厚労省の人口動態統計(速報値)で、2024年11月までに生まれた子どもが66万1577人と公表され、日本人の出生数は初めて年間70万人を割り込む可能性が高まった。三原じゅん子こども政策担当相は1月28日の閣議後記者会見で「多くの人の子どもを産みたいという希望の実現に至っていないことを示しているものと考えており、重く受け止めている」と述べ、少子化に歯止めがかからない傾向に危機感を示した。こども家庭庁は少子化対策のさらなる強化を迫られている。
厚労省が1月24日に公表した人口動態統計の速報値には外国人が含まれており、1〜11月の出生数は前年同期比5.1%減。日本人の出生数は、23年は統計のある1899年以降で最少の72万7288人だったが、24年はこれを下回るペースで、このままの減少率で推移すれば69万人程度になるとみられている。背景として、物価高で子育てへの経済的不安が高まったことや、新型コロナウイルスの流行時期に結婚する人が大幅に減ったことなどが挙げられている。
日本人の出生数は19年に90万人を、22年に80万人を割っており、少子化は速いスピードで進行している。三原担当相は、子育ての経済的、身体的、精神的負担や仕事と子育ての両立の難しさといった課題への認識を示し、「こども未来戦略」で掲げた総額3.6兆円規模のこども・子育て支援加速化プランの着実な実施を強調。
その上で「婚姻数減少の背景にある、若い世代の雇用や所得の問題に対しては、賃上げを進める。
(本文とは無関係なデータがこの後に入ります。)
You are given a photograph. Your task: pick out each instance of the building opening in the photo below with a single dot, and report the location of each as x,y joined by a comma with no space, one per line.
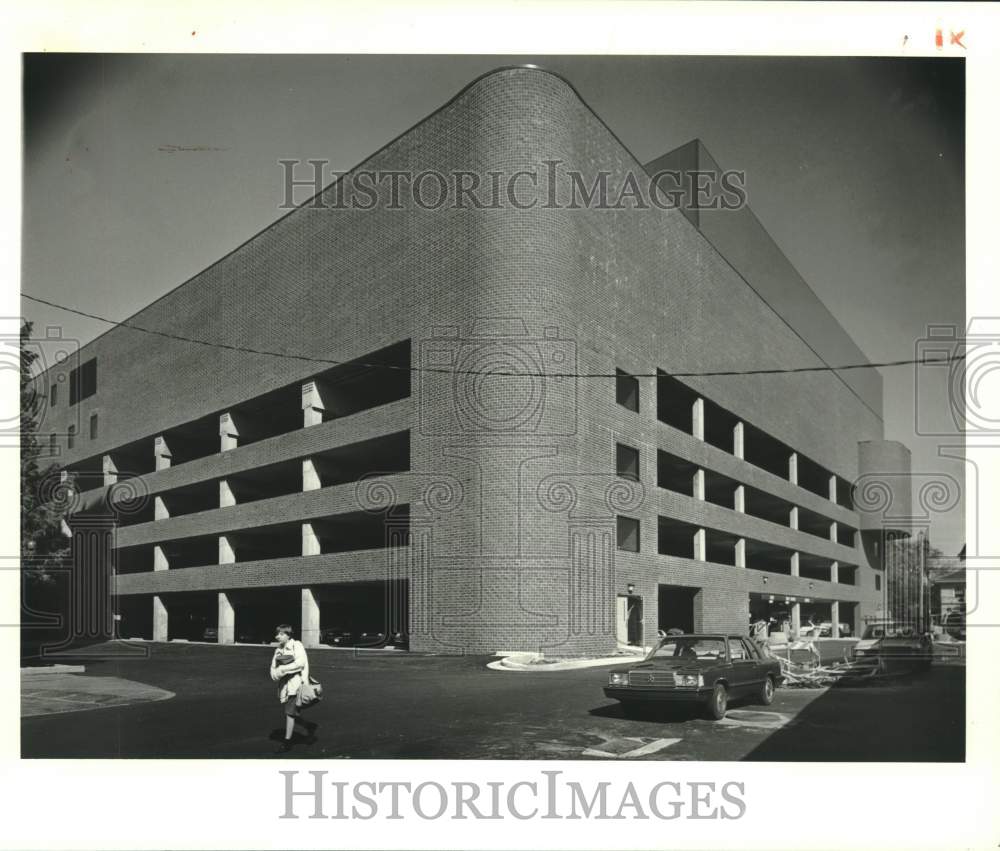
676,607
また、若い世代の価値観や選択肢が多様化している中で、将来設計支援やプレコンセプションケアに関する正しい知識の普及も必要と考えている。今後とも子育て当事者の声を聴きながら、これらの政策を前に進めたい」と述べ、若い世代が見通しを持ってライフプランを考えられるよう、子どもが生まれるまでの生活や健康と向き合うプレコンセプションケアの普及といった出産・子育てに向けた環境づくりの重要性にも言及した。
また、婚姻につながる地域での出会いの機会を増やすため、地域少子化対策重点推進交付金で自治体を支援していることを説明した。